In lieu of an abstract, here is a brief excerpt of the content:

  • Editor’s Notes
  • Dan Lehman

Recently we heard the sad news that a writer we like to think of as one of our own, R. Glendon Brunk, died in Santa Fe, New Mexico. We published Brunk’s “The Rage of Men,” a sometimes disturbing and always engrossing chunk of his memoir Yearning Wild, in the Fall 2003 River Teeth. A hard-charging champion Alaskan dog musher raised as a pacifist Mennonite in the rural Midwest, Brunk probed puzzles of hard-shell anger and inner rage, of spiritual reckoning and private tenderness. We thought, then and now, that Yearning Wild should be read by many more of us who care about such things, who might wish to join Brunk in his promise that with hard-honed honesty, “the rage we carry can be released—released like taking off a suit of armor or dropping a weapon.”

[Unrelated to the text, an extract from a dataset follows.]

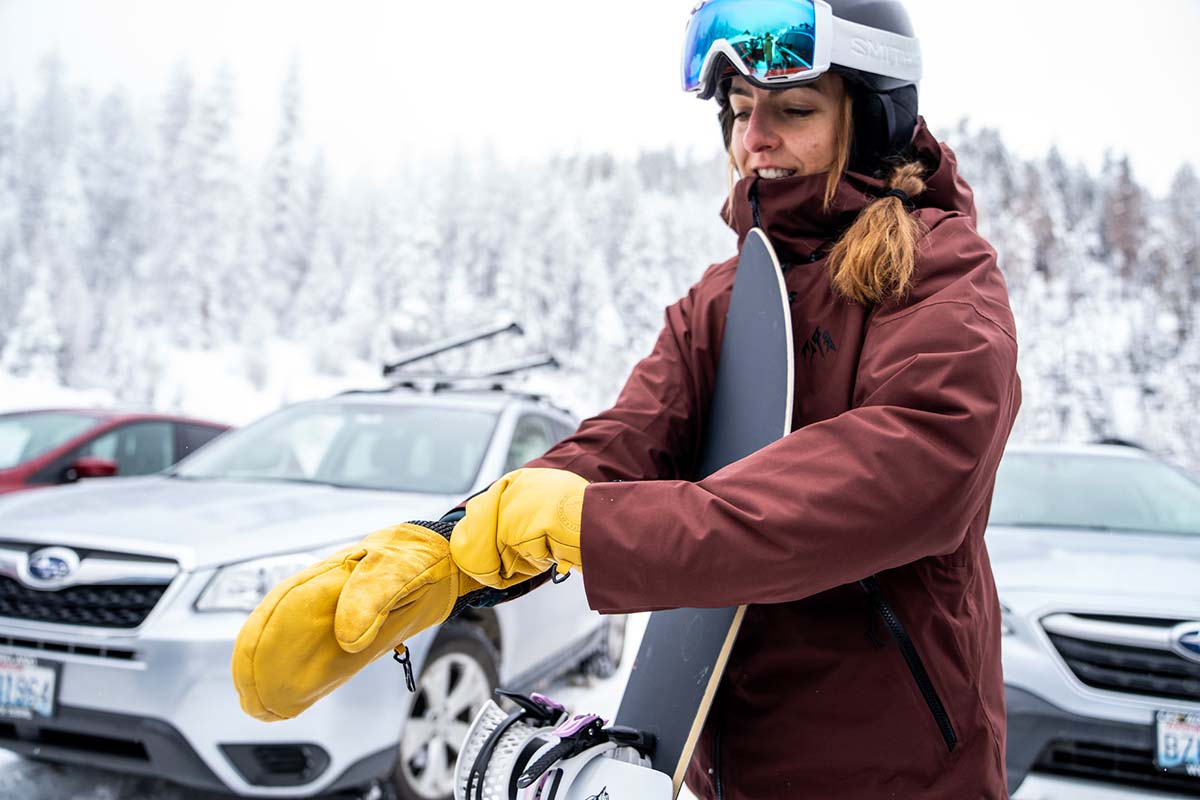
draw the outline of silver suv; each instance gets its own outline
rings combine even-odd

Brunk’s friends—spanning the years from high school chums to dog-sled racers, from bluegrass pickers to wilderness soul mates, from fellow defenders of the Arctic National Wildlife Refuge to his creative writing alums from Prescott College—have written some eighteen pages of testimonials and memories on a Web site set up by Brunk’s daughter Cara. Its power and poignancy testify to the power of impromptu nonfiction narrative and its ability to evoke the essence of character. We recommend them, even as we would urge another look at Yearning Wild. You can find them both by searching R. Glendon Brunk’s name.

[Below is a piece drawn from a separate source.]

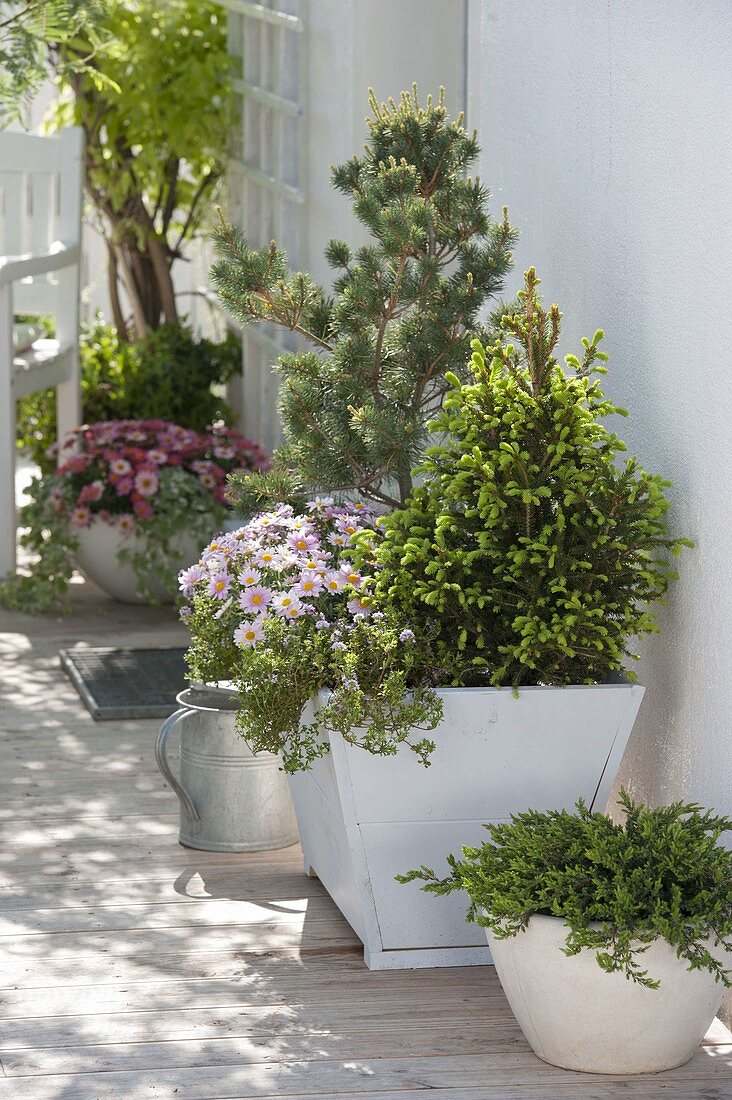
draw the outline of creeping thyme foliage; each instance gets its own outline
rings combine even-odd
[[[428,763],[414,731],[441,716],[427,681],[429,639],[394,616],[372,614],[371,577],[350,560],[353,537],[375,516],[363,504],[281,504],[215,539],[180,574],[199,680],[233,681],[237,727],[251,748],[282,754],[287,771],[328,751],[322,731],[389,755],[399,745]],[[433,673],[433,681],[437,674]],[[303,715],[319,689],[327,700]]]
[[[437,895],[465,890],[468,920],[498,939],[518,935],[534,914],[561,917],[567,955],[588,948],[603,970],[640,985],[659,985],[641,965],[659,937],[690,970],[732,985],[715,957],[732,950],[732,852],[719,843],[732,821],[696,803],[648,809],[624,791],[620,804],[620,824],[581,800],[575,813],[512,814],[510,824],[486,826],[491,843],[449,856],[446,878],[422,867],[398,881],[422,880]]]
[[[505,342],[474,342],[472,380],[448,375],[424,484],[367,550],[375,602],[419,631],[438,625],[436,660],[455,684],[605,679],[630,638],[657,630],[649,605],[691,545],[668,534],[668,482],[619,461],[604,421],[624,410],[593,377],[602,331],[563,370],[561,314],[542,309],[538,285],[532,268]]]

Sniffing out Brunk’s book, tracking him down, and convincing him to let us publish some forty pages of Yearning Wild in our journal illustrates the sometimes iconoclastic approach that we have taken over what is now a decade of publishing this journal. Not content to rest on the manuscripts that flood our mails, we search out writers that we love, convince them that River Teeth makes a difference, and then publish their work as a labor of love. From the beginning we have tried to blend the best of narrative [End Page vii] reporting with memoir, essays, and the occasional piece that reflects on the nature of nonfiction in more theoretical terms.

That approach has stood us well over the decade because the journal you hold in your hands is never predictable, always edgy, usually surprising. In any issue you are likely to read a leading African writer that we’ve managed to talk into sending us a piece in the same company as a Pulitzer Prize winner or the occasional undergraduate creative writer or small-town reporter. We’ve got a managing editor now, Sarah Wells, who helps to keep us honest and on deadline, but she stands aside and even eggs us on when we dare each other to follow our hearts and to push boundaries.

For our decade celebration, we’re planning a double issue that will showcase all the best that River Teeth has to offer as that precocious ten-year-old that you might sometimes want to slap around but never ignore. We’ve got some plans to make it the best one ever, but we’re holding them to ourselves for now as we do what we always do—track down good writers and convince them to give us a try, open our mail and our minds for the unexpected, rub pieces together in quirky combinations to watch the sparks fly.